Protection de l’enfant

La mission d’évaluation a recensé quelques problèmes de protection des enfants sur les trois sites visités. Parmi ces problèmes, la perte de documents civils (pièces d’identités et actes de naissance) de certains déplacés, un nombre important d’enfants orphelins, de personnes âgées, de femmes seules et d’enfants malnutris, un grand nombre d’enfants séparés ou non accompagnés, des traumatismes liés à la perte humaine et des biens, etc.

Sécurité alimentaire et nutrition

Sur ce point, la mission a noté que la situation nutritionnelle des enfants de moins de cinq ans, des femmes enceintes et des femmes allaitantes est préoccupante.
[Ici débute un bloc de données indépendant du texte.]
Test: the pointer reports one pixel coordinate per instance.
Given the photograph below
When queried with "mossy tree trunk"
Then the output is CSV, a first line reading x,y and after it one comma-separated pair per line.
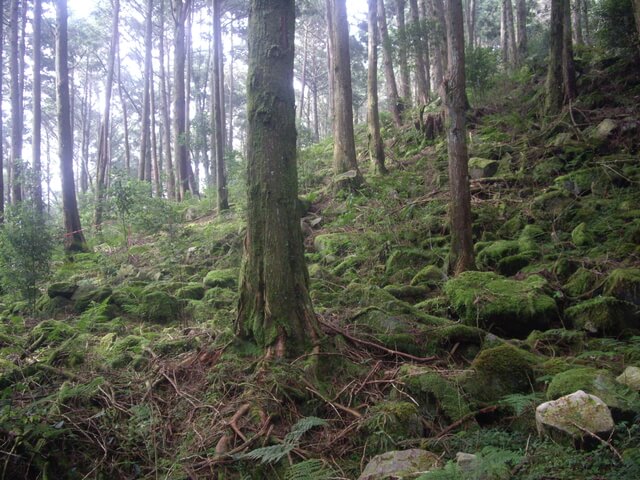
x,y
376,147
74,238
461,253
275,309
345,166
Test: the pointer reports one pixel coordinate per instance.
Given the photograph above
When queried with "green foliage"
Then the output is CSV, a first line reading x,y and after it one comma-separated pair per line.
x,y
26,249
275,453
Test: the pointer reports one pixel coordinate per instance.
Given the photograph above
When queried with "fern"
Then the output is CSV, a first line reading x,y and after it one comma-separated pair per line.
x,y
275,453
313,469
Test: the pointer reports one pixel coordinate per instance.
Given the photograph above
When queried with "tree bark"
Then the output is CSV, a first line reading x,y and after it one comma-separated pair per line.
x,y
461,252
405,79
345,166
376,147
74,238
104,145
395,104
275,309
222,193
37,106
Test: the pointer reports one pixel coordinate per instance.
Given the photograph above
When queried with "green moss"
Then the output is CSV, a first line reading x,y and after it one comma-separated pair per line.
x,y
604,315
221,278
434,393
509,307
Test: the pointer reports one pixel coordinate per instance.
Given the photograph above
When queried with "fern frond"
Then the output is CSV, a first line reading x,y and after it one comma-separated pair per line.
x,y
312,469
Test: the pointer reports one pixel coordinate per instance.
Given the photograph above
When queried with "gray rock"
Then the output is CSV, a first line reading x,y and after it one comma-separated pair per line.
x,y
574,415
399,465
630,377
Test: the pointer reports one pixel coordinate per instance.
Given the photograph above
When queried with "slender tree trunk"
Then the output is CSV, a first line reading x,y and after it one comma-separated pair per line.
x,y
275,309
461,253
376,147
405,80
555,82
418,44
218,116
345,166
37,106
521,32
181,10
395,104
166,120
104,147
74,238
16,103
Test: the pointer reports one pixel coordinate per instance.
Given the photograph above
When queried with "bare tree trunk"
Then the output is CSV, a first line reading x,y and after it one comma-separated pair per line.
x,y
275,309
74,238
104,147
405,79
376,147
461,253
521,32
218,115
345,166
37,106
395,104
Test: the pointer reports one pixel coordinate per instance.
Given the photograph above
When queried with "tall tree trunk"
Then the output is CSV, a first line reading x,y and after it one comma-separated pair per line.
x,y
181,10
74,238
37,106
555,83
461,253
16,103
275,309
145,126
345,166
376,147
395,104
218,116
166,120
418,43
104,144
521,32
405,80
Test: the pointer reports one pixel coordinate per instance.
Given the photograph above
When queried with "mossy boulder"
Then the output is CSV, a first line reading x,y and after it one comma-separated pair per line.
x,y
504,306
604,315
499,371
624,283
482,167
429,275
434,393
62,289
221,278
599,382
158,307
191,291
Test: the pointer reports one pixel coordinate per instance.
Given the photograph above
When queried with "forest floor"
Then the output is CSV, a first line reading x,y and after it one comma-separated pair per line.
x,y
129,367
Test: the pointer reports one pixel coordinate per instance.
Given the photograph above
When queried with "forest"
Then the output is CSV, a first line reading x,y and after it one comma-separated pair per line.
x,y
320,239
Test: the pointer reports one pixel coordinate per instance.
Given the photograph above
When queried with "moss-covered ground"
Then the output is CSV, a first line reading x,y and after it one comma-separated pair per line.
x,y
129,367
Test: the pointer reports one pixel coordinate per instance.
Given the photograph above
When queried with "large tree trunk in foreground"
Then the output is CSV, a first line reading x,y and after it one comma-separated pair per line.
x,y
74,238
345,167
461,253
376,148
275,309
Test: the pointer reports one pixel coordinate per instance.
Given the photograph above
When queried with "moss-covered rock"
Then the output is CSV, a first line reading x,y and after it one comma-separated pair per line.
x,y
435,394
62,289
495,303
604,315
499,371
191,291
221,278
158,307
624,283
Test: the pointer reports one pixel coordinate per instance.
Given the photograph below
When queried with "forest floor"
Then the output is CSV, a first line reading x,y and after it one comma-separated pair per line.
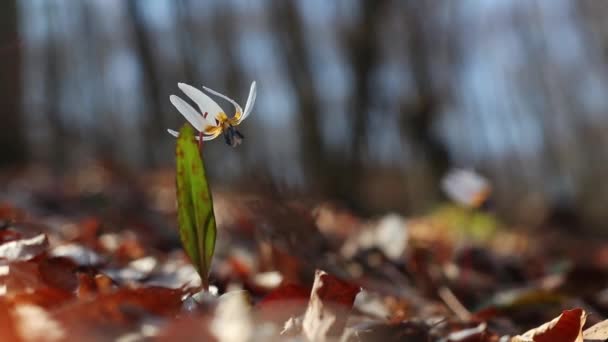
x,y
95,255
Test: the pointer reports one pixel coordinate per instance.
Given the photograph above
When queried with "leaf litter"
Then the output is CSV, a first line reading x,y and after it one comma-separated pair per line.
x,y
73,270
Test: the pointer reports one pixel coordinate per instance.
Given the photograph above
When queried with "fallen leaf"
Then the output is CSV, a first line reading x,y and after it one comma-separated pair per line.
x,y
598,331
331,300
287,300
567,327
24,249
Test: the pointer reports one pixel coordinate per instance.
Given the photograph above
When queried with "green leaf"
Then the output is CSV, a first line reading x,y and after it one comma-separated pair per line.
x,y
196,220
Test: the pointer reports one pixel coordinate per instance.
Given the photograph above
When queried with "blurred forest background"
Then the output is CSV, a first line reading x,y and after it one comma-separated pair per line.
x,y
366,102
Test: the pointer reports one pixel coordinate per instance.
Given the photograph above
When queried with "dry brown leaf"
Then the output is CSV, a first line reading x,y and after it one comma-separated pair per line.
x,y
598,331
331,300
24,249
567,327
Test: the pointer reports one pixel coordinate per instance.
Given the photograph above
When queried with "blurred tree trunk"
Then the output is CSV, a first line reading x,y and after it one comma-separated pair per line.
x,y
155,123
362,50
285,16
53,82
421,113
12,139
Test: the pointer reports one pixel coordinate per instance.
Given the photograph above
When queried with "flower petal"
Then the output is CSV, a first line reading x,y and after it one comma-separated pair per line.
x,y
193,117
250,100
238,110
173,133
204,102
205,137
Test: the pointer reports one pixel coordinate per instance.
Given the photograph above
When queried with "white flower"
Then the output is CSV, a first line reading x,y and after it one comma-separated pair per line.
x,y
466,187
212,121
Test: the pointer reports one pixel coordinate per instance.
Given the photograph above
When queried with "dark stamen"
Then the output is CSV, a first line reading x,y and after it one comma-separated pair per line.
x,y
233,137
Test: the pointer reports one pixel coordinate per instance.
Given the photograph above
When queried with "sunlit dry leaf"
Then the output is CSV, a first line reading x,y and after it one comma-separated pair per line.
x,y
23,249
233,321
197,228
287,300
598,331
567,327
331,300
35,324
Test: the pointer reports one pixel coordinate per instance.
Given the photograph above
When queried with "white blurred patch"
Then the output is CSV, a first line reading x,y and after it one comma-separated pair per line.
x,y
389,235
135,270
268,280
80,254
465,187
23,249
34,324
233,321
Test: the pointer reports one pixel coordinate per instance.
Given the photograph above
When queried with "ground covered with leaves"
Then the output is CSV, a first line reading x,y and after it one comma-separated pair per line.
x,y
94,255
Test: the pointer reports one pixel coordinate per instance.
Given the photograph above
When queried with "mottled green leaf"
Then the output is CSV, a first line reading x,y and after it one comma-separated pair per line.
x,y
197,228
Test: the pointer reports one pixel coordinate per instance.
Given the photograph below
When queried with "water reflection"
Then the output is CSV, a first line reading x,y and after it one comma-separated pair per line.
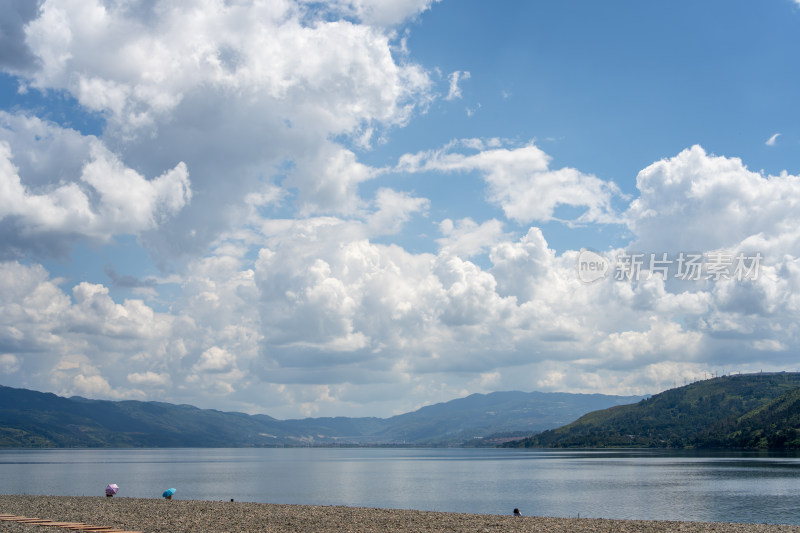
x,y
640,484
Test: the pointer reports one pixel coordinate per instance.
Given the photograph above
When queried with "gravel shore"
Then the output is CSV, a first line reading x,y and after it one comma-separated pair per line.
x,y
157,515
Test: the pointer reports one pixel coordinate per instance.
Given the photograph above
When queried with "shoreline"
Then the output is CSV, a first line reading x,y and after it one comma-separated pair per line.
x,y
158,515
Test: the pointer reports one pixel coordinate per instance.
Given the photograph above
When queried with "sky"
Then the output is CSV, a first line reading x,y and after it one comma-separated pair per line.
x,y
360,207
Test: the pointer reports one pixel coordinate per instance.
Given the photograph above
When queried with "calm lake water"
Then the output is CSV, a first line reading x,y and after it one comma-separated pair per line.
x,y
608,484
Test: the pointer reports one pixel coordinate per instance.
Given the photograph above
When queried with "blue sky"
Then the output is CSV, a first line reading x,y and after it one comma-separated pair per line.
x,y
360,207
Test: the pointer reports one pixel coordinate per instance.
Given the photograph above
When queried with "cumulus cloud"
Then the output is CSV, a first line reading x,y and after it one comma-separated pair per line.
x,y
701,202
521,182
772,140
248,96
234,145
69,185
455,90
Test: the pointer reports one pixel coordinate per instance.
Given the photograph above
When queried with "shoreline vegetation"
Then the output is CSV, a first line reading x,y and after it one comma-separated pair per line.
x,y
158,515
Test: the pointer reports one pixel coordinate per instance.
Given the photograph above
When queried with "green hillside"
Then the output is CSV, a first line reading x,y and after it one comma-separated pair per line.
x,y
740,411
30,419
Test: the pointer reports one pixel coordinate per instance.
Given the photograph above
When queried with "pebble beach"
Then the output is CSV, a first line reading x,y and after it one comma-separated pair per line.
x,y
158,515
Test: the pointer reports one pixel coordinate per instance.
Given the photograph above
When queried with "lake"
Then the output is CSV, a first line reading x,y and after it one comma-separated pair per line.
x,y
630,484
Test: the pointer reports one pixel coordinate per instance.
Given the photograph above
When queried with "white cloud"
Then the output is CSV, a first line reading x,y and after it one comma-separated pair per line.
x,y
700,202
381,12
455,78
249,96
772,140
466,238
521,182
151,379
106,198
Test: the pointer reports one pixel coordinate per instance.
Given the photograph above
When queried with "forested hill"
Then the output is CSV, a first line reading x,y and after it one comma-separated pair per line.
x,y
739,411
30,419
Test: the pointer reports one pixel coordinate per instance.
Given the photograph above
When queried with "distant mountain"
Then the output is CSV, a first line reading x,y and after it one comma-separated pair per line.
x,y
30,419
739,411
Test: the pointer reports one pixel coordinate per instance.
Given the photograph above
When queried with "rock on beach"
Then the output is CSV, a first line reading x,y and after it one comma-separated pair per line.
x,y
160,516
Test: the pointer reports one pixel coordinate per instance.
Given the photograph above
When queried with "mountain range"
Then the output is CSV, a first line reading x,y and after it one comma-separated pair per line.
x,y
31,419
750,411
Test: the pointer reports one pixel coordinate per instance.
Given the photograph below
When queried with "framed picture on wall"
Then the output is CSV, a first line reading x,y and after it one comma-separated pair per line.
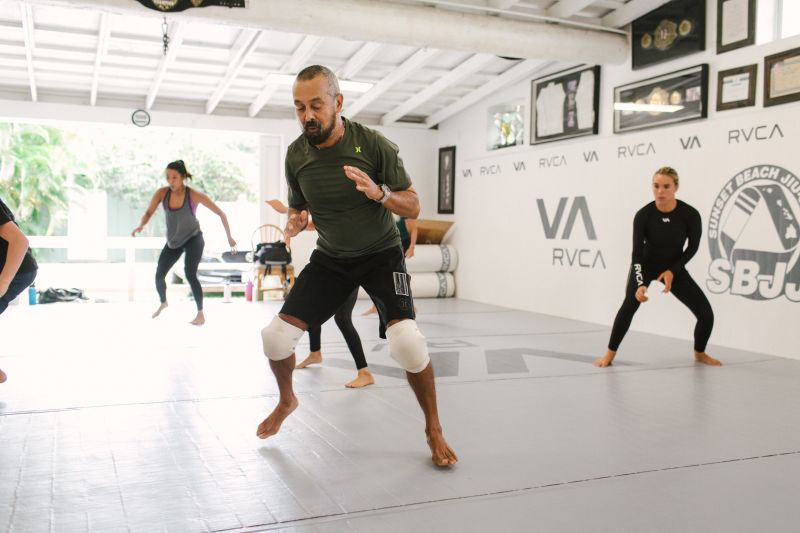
x,y
676,29
564,105
505,126
736,24
447,179
782,78
736,87
675,97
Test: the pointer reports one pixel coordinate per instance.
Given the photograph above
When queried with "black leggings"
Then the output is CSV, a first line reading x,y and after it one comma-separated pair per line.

A Barsalgho, les déplacés ont accès aux repas, même s’ils ne sont pas adaptés à leurs habitudes alimentaires. A Arbinda, seuls quelque 323 personnes sur plus de 5000 bénéficient de la distribution des vivres de l’action sociale. Quant à Foubé, la situation est un peu plus préoccupante. Les déplacés peinent à se nourrir (à peine un bon repas par jour) et aucune distribution de vivres n’était prévu au passage de la mission d’évaluation.

A l’issue des constations, la mission d’évaluation a fait des recommandations spécifiques pour chacun des sites visités. Mais l’on retient surtout que la mission préconise à long terme de renforcer les mécanismes d’alerte précoce et de résolution pacifique des conflits au niveau communautaire au niveau national et de mettre en place des programmes d’éducation à la paix et de promotion de la culture de la paix sur le plan national.